Feature #4243
closedReplacing NSS with OpenSSL
Description
Hello,
I would like to know if there is a change that we can migrate suricata from using NSS to OpenSSL. I tried to research why NSS was chosen, but could not find anything on the old mailing list or on here.
Therefore, I would like to ask if OpenSSL would be a suitable replacement. I personally favour it, because OpenSSL has been massively improved since the last big security incidents and is the default library in most Linux distributions and usually performs better in benchmarks compared to others. It is very portable and runs on many architectures and operating systems, which should not limit anyone from using suricata where they like to.
My biggest pain point is that in IPFire we do not use NSS, and I would like to avoid another crypto library. We already have too many and since this is a sensitive part of the software stack, it would simply be better to already use what we have - and on top might be technologically slightly superior. Many other projects (cURL, Chrome, ...) seem to migrate away from NSS to OpenSSL, too.
So, in short, is it possible to migrate or are there any reasons against that I have missed?
Updated by Victor Julien almost 4 years ago
I think some years ago there was debate about whether the OpenSSL license was compatible with GPL. I haven't looked into that at all lately.
However, it may be a moot point as we're currently working towards using the RustCrypto.
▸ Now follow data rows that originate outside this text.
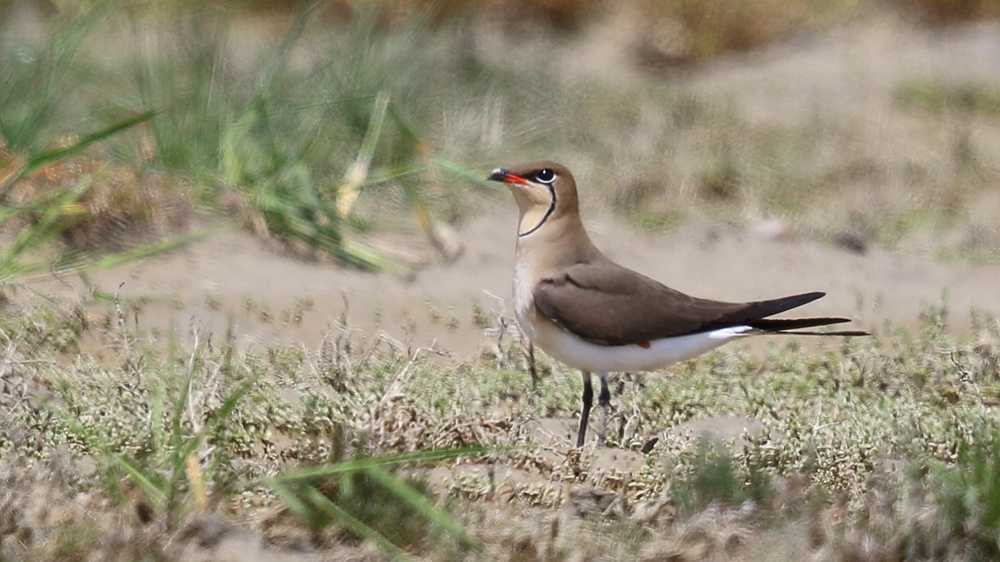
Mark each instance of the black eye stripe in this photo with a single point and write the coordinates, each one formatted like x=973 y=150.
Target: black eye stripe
x=545 y=175
x=548 y=212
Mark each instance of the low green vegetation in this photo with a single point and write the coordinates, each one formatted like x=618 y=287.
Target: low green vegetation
x=875 y=449
x=873 y=432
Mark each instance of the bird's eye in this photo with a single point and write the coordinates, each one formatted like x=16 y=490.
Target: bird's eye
x=545 y=175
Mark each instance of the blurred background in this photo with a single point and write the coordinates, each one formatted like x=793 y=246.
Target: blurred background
x=359 y=132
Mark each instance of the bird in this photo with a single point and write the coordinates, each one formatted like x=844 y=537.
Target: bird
x=595 y=315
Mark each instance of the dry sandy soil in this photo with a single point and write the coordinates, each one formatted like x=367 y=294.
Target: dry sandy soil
x=234 y=277
x=849 y=72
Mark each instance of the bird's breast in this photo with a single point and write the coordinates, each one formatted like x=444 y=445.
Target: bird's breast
x=524 y=302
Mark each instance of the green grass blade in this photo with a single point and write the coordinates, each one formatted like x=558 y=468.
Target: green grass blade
x=437 y=516
x=334 y=511
x=156 y=496
x=39 y=161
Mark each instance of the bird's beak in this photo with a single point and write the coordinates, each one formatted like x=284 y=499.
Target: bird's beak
x=502 y=175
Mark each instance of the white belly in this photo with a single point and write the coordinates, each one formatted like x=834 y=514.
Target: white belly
x=587 y=356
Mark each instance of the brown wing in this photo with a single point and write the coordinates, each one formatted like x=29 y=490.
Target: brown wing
x=607 y=304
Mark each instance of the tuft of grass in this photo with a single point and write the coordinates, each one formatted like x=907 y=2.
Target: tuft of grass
x=716 y=477
x=937 y=96
x=370 y=502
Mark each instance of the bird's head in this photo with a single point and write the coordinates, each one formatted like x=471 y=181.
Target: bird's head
x=543 y=191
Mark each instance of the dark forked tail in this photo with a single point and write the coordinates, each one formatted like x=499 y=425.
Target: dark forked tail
x=756 y=315
x=788 y=326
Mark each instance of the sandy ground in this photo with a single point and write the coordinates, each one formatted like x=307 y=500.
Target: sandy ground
x=235 y=279
x=232 y=277
x=849 y=73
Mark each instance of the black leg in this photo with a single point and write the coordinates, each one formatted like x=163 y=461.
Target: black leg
x=604 y=399
x=588 y=401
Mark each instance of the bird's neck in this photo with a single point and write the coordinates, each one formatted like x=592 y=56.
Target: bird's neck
x=560 y=242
For a WIP branch see https://github.com/OISF/suricata/pull/5691
Updated by Michael Tremer almost 4 years ago
Victor Julien wrote in #note-1:
I think some years ago there was debate about whether the OpenSSL license was compatible with GPL. I haven't looked into that at all lately.
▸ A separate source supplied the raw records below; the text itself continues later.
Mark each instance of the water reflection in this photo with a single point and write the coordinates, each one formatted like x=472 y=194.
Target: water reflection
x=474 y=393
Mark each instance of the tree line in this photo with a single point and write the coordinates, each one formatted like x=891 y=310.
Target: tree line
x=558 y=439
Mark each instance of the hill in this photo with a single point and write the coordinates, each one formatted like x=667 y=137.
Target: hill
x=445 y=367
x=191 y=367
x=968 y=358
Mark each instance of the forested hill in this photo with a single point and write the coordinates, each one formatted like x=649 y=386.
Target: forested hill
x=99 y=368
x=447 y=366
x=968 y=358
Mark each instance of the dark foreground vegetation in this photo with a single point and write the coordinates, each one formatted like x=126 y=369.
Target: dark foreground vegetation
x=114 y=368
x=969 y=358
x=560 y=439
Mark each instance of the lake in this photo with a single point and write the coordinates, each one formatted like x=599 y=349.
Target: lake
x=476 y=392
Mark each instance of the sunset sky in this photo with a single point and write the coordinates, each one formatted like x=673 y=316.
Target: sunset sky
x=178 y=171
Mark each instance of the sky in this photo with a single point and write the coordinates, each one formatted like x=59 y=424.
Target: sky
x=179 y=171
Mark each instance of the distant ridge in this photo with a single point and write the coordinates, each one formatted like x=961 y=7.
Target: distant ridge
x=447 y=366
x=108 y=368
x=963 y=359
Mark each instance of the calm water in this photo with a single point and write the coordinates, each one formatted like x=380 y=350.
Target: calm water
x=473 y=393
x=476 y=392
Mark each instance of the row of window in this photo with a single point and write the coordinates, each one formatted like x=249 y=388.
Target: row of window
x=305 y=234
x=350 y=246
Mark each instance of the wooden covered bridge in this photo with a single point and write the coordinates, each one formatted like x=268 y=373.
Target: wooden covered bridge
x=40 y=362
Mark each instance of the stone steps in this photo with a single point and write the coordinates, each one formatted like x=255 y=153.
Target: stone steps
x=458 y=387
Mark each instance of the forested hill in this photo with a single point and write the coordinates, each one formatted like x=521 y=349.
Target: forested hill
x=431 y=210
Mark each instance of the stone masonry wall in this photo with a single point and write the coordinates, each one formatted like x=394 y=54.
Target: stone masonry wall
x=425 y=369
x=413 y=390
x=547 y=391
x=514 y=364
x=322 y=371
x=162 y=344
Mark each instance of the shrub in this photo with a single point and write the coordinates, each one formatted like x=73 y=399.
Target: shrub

I am not an expert on this, but since loads of GPL-licensed software is using it, I did not consider that a concern.
However, it may be a moot point as we're currently working towards using the RustCrypto. For a WIP branch see https://github.com/OISF/suricata/pull/5691
In that case, I thank you for your answer and will await the works on the Rust port to complete. Do you have a release that you are targeting for this?
Updated by Michael Tremer almost 4 years ago
Victor Julien wrote in #note-3:
Yeah this is going into Suricata 7.
Thank you. Could you please close this ticket then? I do not seem to have the rights to do that.
Updated by Victor Julien almost 4 years ago
- Status changed from New to Rejected
Rejecting as we're moving to RustCrypto.